Abstract

The Sabaloka igneous complex of late Precambrian or Cambrian age consists of an elliptical ring dyke of porphyritic microgranite surrounding acid volcanic rocks in the southern half of the area and a basement composed mainly of biotite gneisses in the north. Sandstones of the Nubian formation locally overlie the igneous rocks and the basement. The complex is bisected and displaced by the Jebel Umm Marahik fault.

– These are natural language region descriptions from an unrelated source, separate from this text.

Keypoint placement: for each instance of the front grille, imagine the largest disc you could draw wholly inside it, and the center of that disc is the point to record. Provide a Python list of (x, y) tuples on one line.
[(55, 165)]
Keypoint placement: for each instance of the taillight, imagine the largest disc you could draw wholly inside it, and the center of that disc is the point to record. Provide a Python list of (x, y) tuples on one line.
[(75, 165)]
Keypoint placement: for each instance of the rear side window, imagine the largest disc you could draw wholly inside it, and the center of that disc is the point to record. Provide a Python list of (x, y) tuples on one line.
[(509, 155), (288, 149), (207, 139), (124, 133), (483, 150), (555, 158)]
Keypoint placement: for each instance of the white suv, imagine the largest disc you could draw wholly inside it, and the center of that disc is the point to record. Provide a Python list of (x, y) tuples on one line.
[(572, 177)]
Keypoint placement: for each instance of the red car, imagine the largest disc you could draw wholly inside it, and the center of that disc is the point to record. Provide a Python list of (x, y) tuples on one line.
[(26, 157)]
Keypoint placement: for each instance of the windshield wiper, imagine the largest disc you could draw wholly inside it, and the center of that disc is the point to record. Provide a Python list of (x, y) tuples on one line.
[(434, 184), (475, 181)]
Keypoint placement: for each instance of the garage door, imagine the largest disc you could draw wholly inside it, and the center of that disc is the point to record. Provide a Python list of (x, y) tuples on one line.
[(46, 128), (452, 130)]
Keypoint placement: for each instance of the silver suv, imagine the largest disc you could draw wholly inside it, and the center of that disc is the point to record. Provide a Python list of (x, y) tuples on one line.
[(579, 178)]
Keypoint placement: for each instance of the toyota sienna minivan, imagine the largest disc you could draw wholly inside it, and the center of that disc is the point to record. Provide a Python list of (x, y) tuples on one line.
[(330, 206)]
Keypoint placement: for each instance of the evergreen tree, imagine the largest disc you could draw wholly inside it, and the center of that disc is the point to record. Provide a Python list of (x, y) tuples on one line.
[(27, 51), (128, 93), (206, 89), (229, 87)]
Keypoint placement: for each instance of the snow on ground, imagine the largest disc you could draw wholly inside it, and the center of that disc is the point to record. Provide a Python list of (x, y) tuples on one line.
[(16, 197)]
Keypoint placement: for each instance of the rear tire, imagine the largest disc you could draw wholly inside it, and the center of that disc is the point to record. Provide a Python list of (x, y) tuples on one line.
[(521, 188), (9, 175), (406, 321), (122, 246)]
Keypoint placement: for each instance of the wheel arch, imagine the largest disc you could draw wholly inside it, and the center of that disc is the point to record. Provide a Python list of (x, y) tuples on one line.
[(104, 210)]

The igneous rocks have a density of 2.60 g cm−3 and the biotite gneisses 2.65 g cm−3. A gravity low of about 8 mgal in the southern half of the complex indicates a thickness of about 5.5 km of lighter rocks, only 2 km of which can be volcanic, the rest being inferred to be intrusive granitic rocks. A gravity low in the northern half of the ring is indicative of a subsurface granitic intrusion with vertical thickness about 3 km. The ring dyke is intruded into a complicated ring fracture zone, in part a graben up to 2 km wide in which the basement rocks have subsided to a depth of 3 km or more. The outer contact of the ring dyke is steep but has a variable direction of dip—inward, vertical or outward. Gravity evidence for the course and throw of the Jebel Umm Marahik fault is presented and another roughly diametrical fracture trending at 50º to the former is postulated.